When people think of mentoring they often imagine a wise, experienced person passing along knowledge and advice to someone more junior. And while that might be true in some cases, it’s not the only case.
In fact, Peer mentoring or Co-mentoring is a relationship in which both people are committed to learning from each other and helping the other one reach their goals. It’s a supportive relationship between two people of similar seniority/experience, sharing that knowledge and experience. It also provides an opportunity to get a different perspective. First made popular by universities, peer mentoring is starting to get more play in professional environments as well.
While your peer mentor doesn't have to be at your exact work level, there is an advantage to mentoring and being mentored by a person who has roughly the same amount of experience that you have. You both face similar challenges, you can truly understand your peer mentor; his goals, obstacles, and challenges. You can both share your experience and help the other navigate and learn from your successes and failures. Both participants work as equals which can be less intimidating than traditional mentoring.
How to find the right Peer Mentor
If you want to start a peer mentorship, the first step is to find the right Peer Mentor. Consider someone who shares work experience with you but can offer a different perspective on the challenges you face. It's helpful to find someone who has a different background. Remember that this relationship is meant to push you so don't look for someone whose career experiences are identical to yours.
Define the purpose of the relationship
Defining each person’s goals is an essential part of any mentoring process. At the beginning of the peer relationship, both individuals should discuss what they want to accomplish and get out of the relationship. Like in any kind of relationship, communication is key. You both need to be on the same page.

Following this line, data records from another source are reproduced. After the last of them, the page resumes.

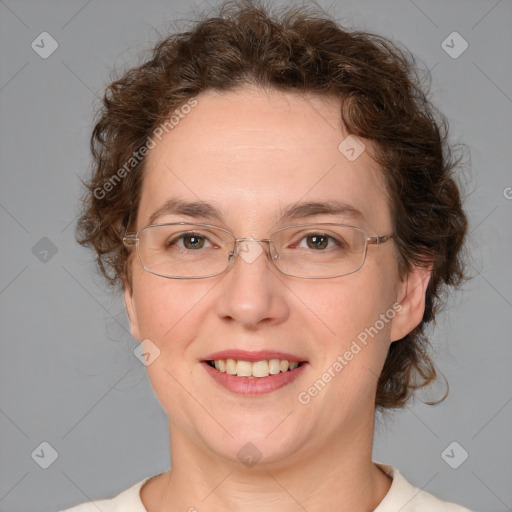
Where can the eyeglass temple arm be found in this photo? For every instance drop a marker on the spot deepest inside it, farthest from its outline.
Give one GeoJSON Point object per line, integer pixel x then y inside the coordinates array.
{"type": "Point", "coordinates": [130, 240]}
{"type": "Point", "coordinates": [379, 239]}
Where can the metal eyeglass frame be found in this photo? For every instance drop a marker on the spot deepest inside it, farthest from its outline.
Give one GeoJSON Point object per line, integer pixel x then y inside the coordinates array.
{"type": "Point", "coordinates": [131, 240]}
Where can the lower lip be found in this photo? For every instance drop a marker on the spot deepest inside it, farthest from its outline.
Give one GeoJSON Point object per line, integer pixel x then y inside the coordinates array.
{"type": "Point", "coordinates": [257, 385]}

The structure of your meetings should also be discussed - you can decide to take turns each session to act as mentor/mentee with the mentee coming prepared with a dilemma they want to work through. Or you can both address a problem together in a session similar to a brainstorm,
Peer mentoring is a mutual learning experience, a mutually beneficial relationship that can advance your career and the career of your peer mentor. It's a great environment for co-learning, knowledge sharing, and mutual support.